The whole event was perfect. The stories, the reading, the poem, the final toast, and absolutely the two blokes who ran the service - both of whom knew Pete well, so made it all about him. The way it should have been.


Once it was over, I stood and talked to people in the one spot for two-and-a-half-hours and still didn't get to speak to everyone who was there. I lost count of those I only half spoke to. I held onto one glass of bubbles for over an hour while it got flat and warm and barely took a sip.


I was so overwhelmed by the people who came - more than 500 people who took the time to farewell Pete. There were people from his childhood who could tell tales of bows and arrows and slug guns being used inappropriately. People from his teen years and early 20s who had run amok with him around Hay and the Riverina B&S circuit and infamous 'Four Corners parties where it was just beer and rum and jackaroos and jillaroos on a stock route in the middle of nowhere. There were work colleagues and associates who had all been part of his most recent work life where he thrived on the challenge of learning new things and smashing sales targets and there were clients who had benefited from his boundless knowledge of livestock. There were people we knew through family, some we had met through kids. There were kids there who were so sad that our children had lost their dad. There were people we knew through sport and school. All of them were friends. All of them were there because Pete had been part of their lives in some way. And I will never be able to name or thank each and every one of them, but their presence that day meant to world to us.


I did glance around at one stage and panic that I had under-catered and if we had enough beer and wine.


They were pretty much the only non-negotiables when I started planning the whole thing and generated some obscure looks from the funeral director when I declared: There has to be rum and good wine and good food, definitely pork belly, right from the outset and before we had chosen a date or coffin.

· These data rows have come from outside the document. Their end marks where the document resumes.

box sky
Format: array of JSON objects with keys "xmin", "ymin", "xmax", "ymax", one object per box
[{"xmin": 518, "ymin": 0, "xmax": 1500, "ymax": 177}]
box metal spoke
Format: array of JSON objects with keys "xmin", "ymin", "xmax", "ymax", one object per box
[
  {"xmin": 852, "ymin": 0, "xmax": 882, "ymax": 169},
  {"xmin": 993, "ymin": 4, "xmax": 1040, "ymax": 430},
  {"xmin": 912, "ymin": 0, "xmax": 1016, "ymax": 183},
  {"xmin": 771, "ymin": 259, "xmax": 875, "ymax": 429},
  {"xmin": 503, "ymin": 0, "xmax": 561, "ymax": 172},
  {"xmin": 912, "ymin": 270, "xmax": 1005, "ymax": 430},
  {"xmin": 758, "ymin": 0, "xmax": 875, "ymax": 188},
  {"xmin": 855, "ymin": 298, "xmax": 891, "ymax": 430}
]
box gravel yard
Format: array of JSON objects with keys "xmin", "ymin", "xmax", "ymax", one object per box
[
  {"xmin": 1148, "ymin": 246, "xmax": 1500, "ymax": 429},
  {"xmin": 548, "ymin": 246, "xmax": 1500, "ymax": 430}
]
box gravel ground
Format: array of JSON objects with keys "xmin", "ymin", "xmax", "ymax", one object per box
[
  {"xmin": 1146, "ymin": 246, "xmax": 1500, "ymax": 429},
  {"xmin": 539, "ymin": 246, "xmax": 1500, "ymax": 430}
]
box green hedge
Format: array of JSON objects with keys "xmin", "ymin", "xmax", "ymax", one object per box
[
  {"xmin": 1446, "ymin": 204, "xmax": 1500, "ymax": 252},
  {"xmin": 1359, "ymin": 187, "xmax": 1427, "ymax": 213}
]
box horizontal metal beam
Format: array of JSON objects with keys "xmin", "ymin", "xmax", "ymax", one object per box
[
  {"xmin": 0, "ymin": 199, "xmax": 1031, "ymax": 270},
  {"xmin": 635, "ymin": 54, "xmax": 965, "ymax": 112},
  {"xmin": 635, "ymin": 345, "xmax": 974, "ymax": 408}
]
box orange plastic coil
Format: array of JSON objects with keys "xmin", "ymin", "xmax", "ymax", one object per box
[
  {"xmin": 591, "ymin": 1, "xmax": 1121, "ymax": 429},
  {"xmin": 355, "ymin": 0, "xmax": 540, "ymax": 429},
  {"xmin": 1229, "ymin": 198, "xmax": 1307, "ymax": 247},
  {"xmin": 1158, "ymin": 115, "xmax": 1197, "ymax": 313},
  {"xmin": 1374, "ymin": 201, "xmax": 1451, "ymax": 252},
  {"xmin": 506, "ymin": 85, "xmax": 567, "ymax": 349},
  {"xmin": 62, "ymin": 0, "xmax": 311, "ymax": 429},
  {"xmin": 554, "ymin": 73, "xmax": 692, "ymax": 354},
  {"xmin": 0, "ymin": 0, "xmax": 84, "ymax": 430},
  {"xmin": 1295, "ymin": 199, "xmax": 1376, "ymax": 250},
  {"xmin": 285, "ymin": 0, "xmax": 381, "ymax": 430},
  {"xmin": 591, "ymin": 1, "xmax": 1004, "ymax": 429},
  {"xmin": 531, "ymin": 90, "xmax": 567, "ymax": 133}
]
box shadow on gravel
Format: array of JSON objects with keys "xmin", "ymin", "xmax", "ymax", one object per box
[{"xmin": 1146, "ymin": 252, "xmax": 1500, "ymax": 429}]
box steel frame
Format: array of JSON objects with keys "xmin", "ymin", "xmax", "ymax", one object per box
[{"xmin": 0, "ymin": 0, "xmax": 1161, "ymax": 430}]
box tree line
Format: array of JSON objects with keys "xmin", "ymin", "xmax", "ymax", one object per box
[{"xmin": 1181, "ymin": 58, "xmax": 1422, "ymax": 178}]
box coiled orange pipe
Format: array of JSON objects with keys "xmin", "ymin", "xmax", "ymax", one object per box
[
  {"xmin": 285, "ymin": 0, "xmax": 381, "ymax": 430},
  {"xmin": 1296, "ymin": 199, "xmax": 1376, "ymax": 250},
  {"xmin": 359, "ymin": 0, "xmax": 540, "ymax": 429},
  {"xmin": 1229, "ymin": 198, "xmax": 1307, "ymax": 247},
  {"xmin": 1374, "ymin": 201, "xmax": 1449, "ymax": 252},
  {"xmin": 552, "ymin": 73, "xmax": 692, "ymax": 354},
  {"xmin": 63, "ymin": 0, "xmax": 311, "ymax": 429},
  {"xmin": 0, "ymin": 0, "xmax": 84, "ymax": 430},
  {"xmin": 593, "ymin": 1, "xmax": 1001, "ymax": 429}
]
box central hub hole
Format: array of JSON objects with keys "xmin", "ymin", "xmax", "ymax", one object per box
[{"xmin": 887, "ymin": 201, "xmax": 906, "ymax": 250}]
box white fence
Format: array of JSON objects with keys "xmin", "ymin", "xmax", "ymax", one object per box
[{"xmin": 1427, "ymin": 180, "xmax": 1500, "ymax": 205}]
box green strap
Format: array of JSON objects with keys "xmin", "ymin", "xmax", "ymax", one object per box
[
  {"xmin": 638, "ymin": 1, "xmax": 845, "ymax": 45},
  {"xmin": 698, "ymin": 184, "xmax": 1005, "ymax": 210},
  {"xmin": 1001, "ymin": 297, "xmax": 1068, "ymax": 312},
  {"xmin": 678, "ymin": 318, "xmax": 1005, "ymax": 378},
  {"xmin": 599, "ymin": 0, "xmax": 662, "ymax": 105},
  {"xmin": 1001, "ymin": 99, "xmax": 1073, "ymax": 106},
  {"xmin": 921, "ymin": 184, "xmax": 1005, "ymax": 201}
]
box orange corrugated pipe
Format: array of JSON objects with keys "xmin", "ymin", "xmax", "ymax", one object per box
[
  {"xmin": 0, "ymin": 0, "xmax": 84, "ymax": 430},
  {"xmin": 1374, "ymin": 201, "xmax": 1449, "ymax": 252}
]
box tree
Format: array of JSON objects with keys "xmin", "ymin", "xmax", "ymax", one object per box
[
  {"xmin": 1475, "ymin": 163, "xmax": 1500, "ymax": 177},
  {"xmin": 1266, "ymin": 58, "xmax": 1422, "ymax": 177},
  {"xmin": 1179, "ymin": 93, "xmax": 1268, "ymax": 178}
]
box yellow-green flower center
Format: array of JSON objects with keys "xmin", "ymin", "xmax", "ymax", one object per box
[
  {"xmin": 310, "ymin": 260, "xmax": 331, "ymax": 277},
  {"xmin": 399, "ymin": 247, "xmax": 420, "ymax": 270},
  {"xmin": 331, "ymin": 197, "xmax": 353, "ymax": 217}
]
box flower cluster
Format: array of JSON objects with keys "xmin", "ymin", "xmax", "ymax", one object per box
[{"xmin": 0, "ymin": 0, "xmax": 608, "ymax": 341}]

Once the crowd had cleared we ventured to a pub for the unplanned bit of celebrating Pete's life - the rum flowed freely - and when there was a line up of 30 "fulls in fives" (full shots of rum in 5ounce glasses, with ice and a dash of coke) on the bar at 9pm, I knew that we were going to have a toast he would have loved to be part of.


When I looked around the crowd who stood at the bar, it was a scene cut directly from Conargo Pub circa 1999 - the faces of friends who we had know for so long, both individually and as a couple.


And when I left and finally went to bed that night, I felt the most obscure combination of sadness, and thankfulness, and relief, and happiness, and loneliness and comfort that so many people had taken the time to say goodbye to Pete, to acknowledge the impact he had on them, the respect with which they held him in, the support they had given our family, and their declarations of their affection for us all.


But mostly I thought that he would have bloody loved that party. That he would have been in his element. That he would have been miffed to miss such a catch up.


And that I so dearly missed looking across that crowd and seeing him and that laugh and those sparkling eyes in the thick of it.